Oireachtas Joint and Select Committees
Wednesday, 9 June 2021
Joint Oireachtas Committee on Agriculture, Food and the Marine
Common Agricultural Policy Negotiations: Discussion
Mr. Pat McCormack:
Earlier, I alluded to the issue that one of the greatest barriers to young people getting into farming is the availability of land. Perhaps the word "early" needs to be taken out of this. Perhaps this is where there was a significant issue in the past. People aged 55 were going into what was an early retirement scheme and perhaps it was not sustainable. We certainly need to look at the model to see whether we can have a retirement scheme that will be beneficial, in particular where there is a family transfer and there would not be the availability of money from a lease.
If the average age of farmers now is 57 or 58 years, when we roll on three years the average age of farmers will be over 60. The committee members are the people who are elected to do the business and govern the country. One of the main reasons young people are not going into the industry is that if they were to do so today, they would get the same price as their grandparents got 30 or 35 years ago. We have not seen a move forward in food inflation, and that has to go hand in hand with this round of CAP reform. The current position is not sustainable.

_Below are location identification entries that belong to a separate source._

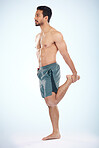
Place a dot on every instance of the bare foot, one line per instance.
(52, 136)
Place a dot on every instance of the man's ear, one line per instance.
(46, 18)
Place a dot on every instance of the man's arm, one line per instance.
(61, 45)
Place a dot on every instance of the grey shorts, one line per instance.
(49, 77)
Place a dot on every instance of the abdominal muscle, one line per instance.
(47, 55)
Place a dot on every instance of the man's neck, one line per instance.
(45, 28)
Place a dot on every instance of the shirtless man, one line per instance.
(48, 42)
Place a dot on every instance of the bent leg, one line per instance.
(63, 88)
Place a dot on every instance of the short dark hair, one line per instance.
(46, 11)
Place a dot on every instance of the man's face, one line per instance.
(39, 19)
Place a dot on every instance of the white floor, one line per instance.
(66, 141)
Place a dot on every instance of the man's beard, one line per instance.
(39, 24)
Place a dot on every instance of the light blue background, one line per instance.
(21, 107)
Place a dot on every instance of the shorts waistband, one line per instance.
(48, 66)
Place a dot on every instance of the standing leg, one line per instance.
(54, 116)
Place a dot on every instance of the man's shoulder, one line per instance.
(56, 34)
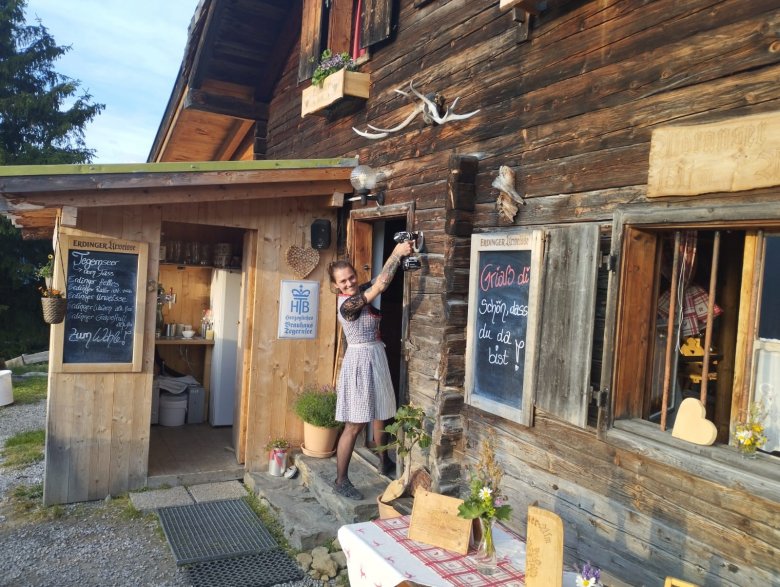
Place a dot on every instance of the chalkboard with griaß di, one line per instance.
(101, 317)
(501, 321)
(501, 331)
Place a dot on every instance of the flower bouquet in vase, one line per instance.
(486, 504)
(749, 434)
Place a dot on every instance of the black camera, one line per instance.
(403, 236)
(410, 263)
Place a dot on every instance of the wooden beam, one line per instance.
(180, 195)
(225, 105)
(206, 174)
(532, 6)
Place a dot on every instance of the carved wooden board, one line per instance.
(435, 521)
(729, 156)
(544, 549)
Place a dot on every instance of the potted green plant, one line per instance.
(407, 431)
(277, 456)
(53, 302)
(334, 79)
(316, 406)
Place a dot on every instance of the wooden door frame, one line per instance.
(360, 248)
(244, 354)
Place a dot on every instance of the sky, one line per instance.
(126, 54)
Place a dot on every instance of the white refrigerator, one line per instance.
(225, 302)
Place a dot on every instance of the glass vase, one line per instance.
(486, 559)
(747, 451)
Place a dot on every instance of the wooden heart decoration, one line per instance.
(692, 425)
(302, 260)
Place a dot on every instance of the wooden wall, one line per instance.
(98, 424)
(571, 110)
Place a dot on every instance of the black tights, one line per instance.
(347, 445)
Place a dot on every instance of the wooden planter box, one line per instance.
(335, 88)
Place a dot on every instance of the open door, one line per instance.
(370, 244)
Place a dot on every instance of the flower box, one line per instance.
(335, 88)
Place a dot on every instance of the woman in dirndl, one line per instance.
(365, 391)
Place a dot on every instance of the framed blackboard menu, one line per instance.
(105, 288)
(502, 328)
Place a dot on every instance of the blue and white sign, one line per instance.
(298, 309)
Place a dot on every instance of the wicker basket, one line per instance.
(53, 309)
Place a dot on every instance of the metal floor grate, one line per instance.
(214, 530)
(263, 569)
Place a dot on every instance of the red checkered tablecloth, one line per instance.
(379, 554)
(458, 569)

The conversation was about eco-schemes, greening and various measures. We have the farm-to-fork strategy and climate action. We have all these regulations to comply with as farmers and to suffer the consequences of them, whether it is challenging output or the costs associated with compliance, and all for the same price our forefathers in the generations that went ahead of us received. There needs to be a clear message from our public representatives that food inflation has to go hand-in-hand with CAP reform.